The Animatrix (2003)

Rating: A-

Dir: Various
Star (voice): Hedy Burress, James Arnold Taylor, Clayton Watson, Julia Fletcher

To summarise: they should have released this at the cinema, and sent Reloaded straight to video. The animated visuals are easily the equal of the live-action film, and the short running time of the nine episodes (averaging about 10 minutes) means there’s no time for the pointless self-indulgence – Zion rave, anyone? – or philosophical drivel which plagued Reloaded.

Almost every potential aspect is explored: the history of the man-machine war preceding the first film, the discovery of the attack on Zion, and various side stories, some involving Neo and Trinity, while others are entirely separate. The styles on view are varied too, from CGI to old-school cel animation – the best, however, combine these styles, as in Beyond, a story about a haunted house that’s really a glitch in the Matrix, and Matriculated, which has humans seeking to dupe a machine into believing in an alternate reality. The latter does lose its way in terms of plotting, but is just such fabulous eye-candy, you can’t condemn it.

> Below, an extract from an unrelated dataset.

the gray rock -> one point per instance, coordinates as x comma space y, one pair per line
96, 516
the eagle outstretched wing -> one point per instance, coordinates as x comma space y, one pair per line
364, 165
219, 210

Our personal favourite was The Second Renaissance, a ‘lesson’ showing how we became slaves to the machines. Mixing imagery borrowed from the Holocaust, Vietnam and other examples from history, it is worryingly plausible. Initially the victims, the robots created by humanity eventually turned in self-defence – when we blotted out the sun, their source of energy, they found another…us. This two-part entry runs about 20 minutes, but is extremely effective. Come Oscar time, however, you could stack up whichever five of these you want as nominees, and they’d all likely kick the arse of any other animated shorts released this year.